Having said that, the sibling-romance element of the story really did grab my attention – the rest of the story, though executed with Ghibli’s customarily gorgeous virtuosity, is a little bit too nice and lacking in incident. Everyone is a charming, decent person, Yokohama is a lovely place to live (it still was when I last went there, by the way: like Blackpool but with more skyscrapers), big businesses are run by kindly patriarchs who listen to reason, and so on.

You’re never really in much doubt as to how the save-the-clubhouse plotline is going to work out, but I really couldn’t be sure which way the sibling-romance story was going to go: surely they weren’t going to…? But then again, this is a Japanese movie, and they do things magnificently differently over there.

Now, obviously, I can’t tell you exactly how the story works out, but I will say I found the manner of its resolution to be the most disappointing part of the film. The climax is very abrupt and almost unforgivably oblique – there’s a big scene where the plot is resolved, but not the following scene where the characters react to this and express their emotional response, as you’d expect in a normal romantic drama. I’m not sure it’s even 100% clear quite what the conclusion is.

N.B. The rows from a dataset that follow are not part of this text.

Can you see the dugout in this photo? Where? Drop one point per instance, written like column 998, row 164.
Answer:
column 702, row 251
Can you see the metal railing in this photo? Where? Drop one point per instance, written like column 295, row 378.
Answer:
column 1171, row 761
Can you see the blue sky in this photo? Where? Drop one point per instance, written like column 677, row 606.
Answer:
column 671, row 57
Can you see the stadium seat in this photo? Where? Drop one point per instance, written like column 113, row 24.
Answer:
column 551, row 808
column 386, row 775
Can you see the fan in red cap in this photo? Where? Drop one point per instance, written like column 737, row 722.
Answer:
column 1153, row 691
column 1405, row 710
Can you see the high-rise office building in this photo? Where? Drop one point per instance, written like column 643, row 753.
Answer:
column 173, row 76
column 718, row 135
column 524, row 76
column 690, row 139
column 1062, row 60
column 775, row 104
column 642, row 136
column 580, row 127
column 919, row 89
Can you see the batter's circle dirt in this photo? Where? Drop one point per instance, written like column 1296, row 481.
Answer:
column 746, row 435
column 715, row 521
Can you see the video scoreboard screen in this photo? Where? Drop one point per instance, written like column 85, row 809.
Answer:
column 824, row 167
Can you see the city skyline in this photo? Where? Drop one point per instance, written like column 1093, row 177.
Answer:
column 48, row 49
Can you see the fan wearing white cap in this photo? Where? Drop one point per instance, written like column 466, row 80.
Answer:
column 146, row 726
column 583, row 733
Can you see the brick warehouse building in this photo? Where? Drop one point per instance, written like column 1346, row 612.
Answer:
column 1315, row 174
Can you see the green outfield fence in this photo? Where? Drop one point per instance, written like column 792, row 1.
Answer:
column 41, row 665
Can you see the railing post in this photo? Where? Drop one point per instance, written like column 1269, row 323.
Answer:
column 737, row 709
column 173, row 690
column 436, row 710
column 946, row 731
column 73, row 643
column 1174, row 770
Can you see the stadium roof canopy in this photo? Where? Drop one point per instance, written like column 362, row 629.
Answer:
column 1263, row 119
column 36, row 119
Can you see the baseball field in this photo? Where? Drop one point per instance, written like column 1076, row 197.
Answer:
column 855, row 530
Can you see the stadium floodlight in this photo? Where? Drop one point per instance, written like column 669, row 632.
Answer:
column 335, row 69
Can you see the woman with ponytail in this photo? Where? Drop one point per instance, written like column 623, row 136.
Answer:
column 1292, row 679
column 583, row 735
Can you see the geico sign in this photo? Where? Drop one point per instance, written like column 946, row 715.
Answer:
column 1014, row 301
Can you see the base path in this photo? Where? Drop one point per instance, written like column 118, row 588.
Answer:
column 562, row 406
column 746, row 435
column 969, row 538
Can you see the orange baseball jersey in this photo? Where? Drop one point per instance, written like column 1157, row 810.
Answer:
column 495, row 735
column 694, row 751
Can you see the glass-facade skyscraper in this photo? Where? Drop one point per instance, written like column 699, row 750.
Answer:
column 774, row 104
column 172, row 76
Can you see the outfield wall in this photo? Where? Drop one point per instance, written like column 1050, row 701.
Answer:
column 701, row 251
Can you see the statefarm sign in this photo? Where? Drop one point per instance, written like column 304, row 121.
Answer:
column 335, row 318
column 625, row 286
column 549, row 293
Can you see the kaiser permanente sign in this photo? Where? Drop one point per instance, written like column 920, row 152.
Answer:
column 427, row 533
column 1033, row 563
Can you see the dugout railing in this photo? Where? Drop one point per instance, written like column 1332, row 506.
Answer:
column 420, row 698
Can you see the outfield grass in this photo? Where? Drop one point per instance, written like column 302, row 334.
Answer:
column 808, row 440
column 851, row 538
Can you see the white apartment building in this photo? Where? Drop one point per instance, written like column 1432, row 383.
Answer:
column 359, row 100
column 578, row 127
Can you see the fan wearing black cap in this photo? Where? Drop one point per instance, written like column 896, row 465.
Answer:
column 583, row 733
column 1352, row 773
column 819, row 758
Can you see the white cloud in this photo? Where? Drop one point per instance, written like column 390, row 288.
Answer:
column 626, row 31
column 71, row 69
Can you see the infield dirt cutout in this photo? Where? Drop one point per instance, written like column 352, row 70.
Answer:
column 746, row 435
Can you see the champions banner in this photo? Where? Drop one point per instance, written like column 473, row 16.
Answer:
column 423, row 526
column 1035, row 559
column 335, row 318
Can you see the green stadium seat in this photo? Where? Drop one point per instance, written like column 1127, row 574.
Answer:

Studio Ghibli’s grasp of the narrative virtues is usually so rock-solid that this kind of climactic fumble came as a real surprise. As a result, I can’t imagine anyone would claim this is one of their best films. Nevertheless, it does look as absolutely beautiful as you would expect, there’s surely nothing in the story that could give offence to anyone sensible, and it at least has a certain sort of peculiar novelty value. The results are strangely charming (and perhaps a little charmingly strange), and I suspect this, in addition to the Ghibli cachet, will be enough to find the film a responsive audience.